Ferrero-Waldner trifft Kofi Annan zu Arbeitsgespräch in Wien

UN-Standort Wien soll gestärkt werden

Wien (OTS) - "Ich freue mich VN-Generalsekretär Kofi Annan bei seinem ersten Europabesuch nach Verleihung des Friedensnobelpreises in Österreich begrüßen zu dürfen und ich schätze diesen Besuch als Zeichen der Freundschaft", so Außenministerin Benita Ferrero-Waldner heute nach ihrem Arbeitsgespräch mit dem Generalsekretär der Vereinten Nationen, Kofi Annan.

"Generalsekretär Annan ist erst vorgestern von Gesprächen in Pakistan, Afghanistan und dem Iran zurückgekehrt, die natürlich auch Inhalt unserer Unterredung waren. In diesem Zusammenhang habe ich den VN-Generalsekretär heute ersucht, im Lichte der verstärkten Bekämpfung des Terrorismus vor allem auch die in Wien existierenden VN-Strukturen und Kapazitäten zu stärken", so Ferrero-Waldner.

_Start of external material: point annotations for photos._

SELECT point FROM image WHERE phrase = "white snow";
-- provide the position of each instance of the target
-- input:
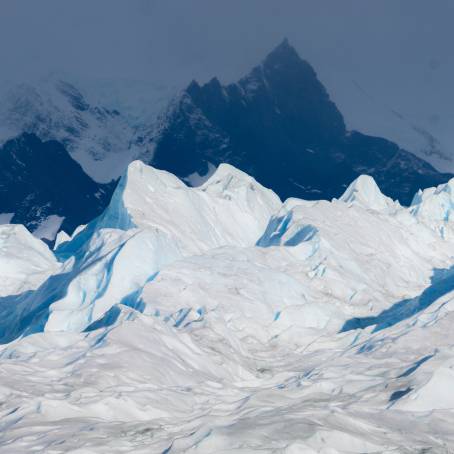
(219, 319)
(25, 261)
(48, 228)
(5, 218)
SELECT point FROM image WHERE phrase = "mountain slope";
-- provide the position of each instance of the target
(279, 124)
(218, 319)
(40, 183)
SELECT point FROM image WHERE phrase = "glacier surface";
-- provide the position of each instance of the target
(219, 319)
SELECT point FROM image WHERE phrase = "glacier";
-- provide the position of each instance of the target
(219, 319)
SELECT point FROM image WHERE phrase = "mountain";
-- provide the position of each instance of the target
(42, 187)
(279, 124)
(221, 319)
(100, 139)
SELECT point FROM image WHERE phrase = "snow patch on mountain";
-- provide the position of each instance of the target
(211, 316)
(100, 139)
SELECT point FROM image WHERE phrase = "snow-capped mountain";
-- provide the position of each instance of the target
(101, 140)
(42, 187)
(279, 124)
(219, 318)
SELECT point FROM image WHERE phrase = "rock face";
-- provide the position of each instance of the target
(279, 125)
(40, 181)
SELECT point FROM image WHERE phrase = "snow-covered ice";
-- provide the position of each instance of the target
(218, 319)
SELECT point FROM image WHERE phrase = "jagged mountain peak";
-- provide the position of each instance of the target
(283, 53)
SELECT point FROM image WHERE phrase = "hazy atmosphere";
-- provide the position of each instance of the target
(226, 226)
(372, 56)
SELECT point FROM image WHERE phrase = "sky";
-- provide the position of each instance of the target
(374, 56)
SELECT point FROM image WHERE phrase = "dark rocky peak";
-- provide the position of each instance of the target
(73, 95)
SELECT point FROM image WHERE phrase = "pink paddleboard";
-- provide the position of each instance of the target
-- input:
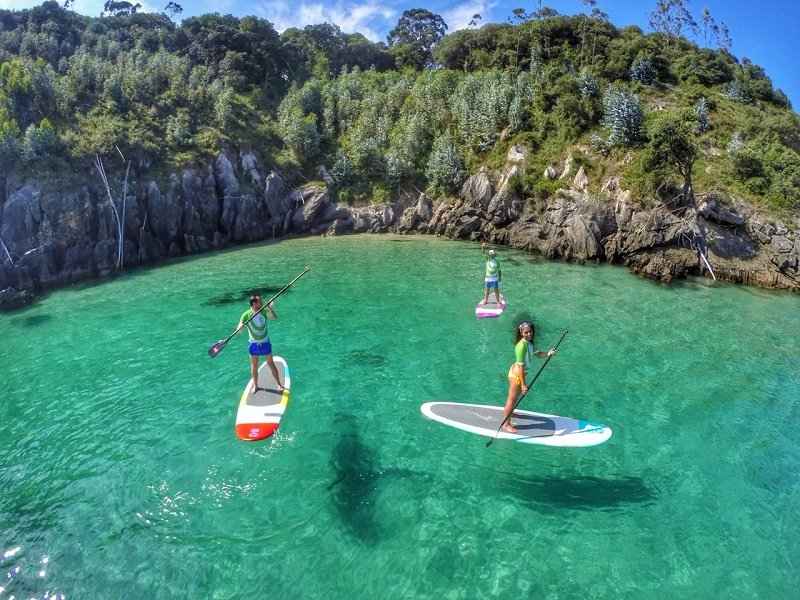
(491, 308)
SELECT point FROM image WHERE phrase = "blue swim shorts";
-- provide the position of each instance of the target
(260, 348)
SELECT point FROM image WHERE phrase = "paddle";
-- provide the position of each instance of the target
(513, 408)
(220, 345)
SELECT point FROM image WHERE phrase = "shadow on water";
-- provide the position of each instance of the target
(32, 321)
(365, 358)
(242, 296)
(357, 478)
(579, 493)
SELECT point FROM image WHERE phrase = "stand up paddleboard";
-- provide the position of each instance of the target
(260, 412)
(532, 427)
(491, 308)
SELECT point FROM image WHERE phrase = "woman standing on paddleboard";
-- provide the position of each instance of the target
(523, 355)
(493, 275)
(259, 340)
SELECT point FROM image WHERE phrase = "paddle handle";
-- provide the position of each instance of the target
(530, 385)
(217, 348)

Das im "Vienna International Center" angesiedelte VN-Büro für Drogenkontrolle und Verbrechensverhütung (ODCCP) besitzt eine weltweit einmalige Expertise im Kampf gegen Drogen und organisiertes Verbrechen, die auch bei der Bekämpfung des internationalen Terrorismus von besonderer Bedeutung ist. Derzeit sind Diskussionen im Gange, wie etwa das ODCCP zu den Anstrengungen der VN im Kampf gegen den Terrorismus beitragen kann und wie es die VN-Mitgliedstaaten bei der nationalen Umsetzung der 12 Antiterrorismuskonventionen unterstützen kann. Ferrero-Waldner unterstrich: " Ich freue mich, dass auch der UN-Generalsekretär für eine nachhaltigen Unterstützung dieser Einheiten eintritt" und fügte hinzu, dass der VN-Sicherheitsrat in der Folge des 11. September in seiner Resolution 1373 den engen Zusammenhang zwischen Terrorismus auf der einen und Drogen, organisierte Kriminalität, Menschenhandel und Geldwäscherei - alles Themen der Wiener VN-Einheiten - auf der anderen Seite bestätigte.

Ein wesentliches Thema der Gespräche war Afghanistan:"Wir waren uns einig, dass es sicherlich eine der Hauptaufgaben für die Internationale Gemeinschaft, besonders natürlich auch für die EU, sein wird, die afghanische Interimsverwaltung dabei zu unterstützen, die in Tokio in Aussicht gestellten Gelder sinnvoll zu verwenden und in wirksame Projekte umzusetzen; so etwa langfristig im Hinblick auf die Drogenproblematik", so Ferrero-Waldner.

In diesem Zusammenhang wies Ferrero-Waldner auf den österreichischen Beitrag zum Wiederaufbau hin, der sich auf Entminung, Drogenkontrolle und Frauenrechte konzentriert und insgesamt 12.3 Mio. Euro beträgt. "Ich habe den Generalsekretär auch informiert, dass das österreichische ISAF-Kontingent am 2. Februar seinen Dienst in Kabul aufnehmen wird", fügte die Außenministerin hinzu.

Die Außenministerin und der Generalsekretär waren sich auch in der Beurteilung einig, dass die Zusammenhänge zwischen Zentralasien und Afghanistan eine Tatsache darstellen, die bei der Ausgestaltung der internationalen Bemühungen um Stabilität in diesem Raum berücksichtigt werden muss.

Ferrero-Waldner kündigte weiters an, dass Generalsekretär Kofi Annan heute Abend die Ausstellung "For a better World - Posters from the United Nations" im Foyer der Raiffeisen Zentralbank eröffnen wird und anschließend an einem von der Außenministerin und vom Land Salzburg gemeinsam gestalteten "Salzburger Abend" teilnehmen wird. "Ich glaube, der Generalsekretär hat seinen Salzburger Anzug schon und ich freue mich, heute Abend ein Stück meines Heimatbundeslandes präsentieren zu können, so Ferrero-Waldner."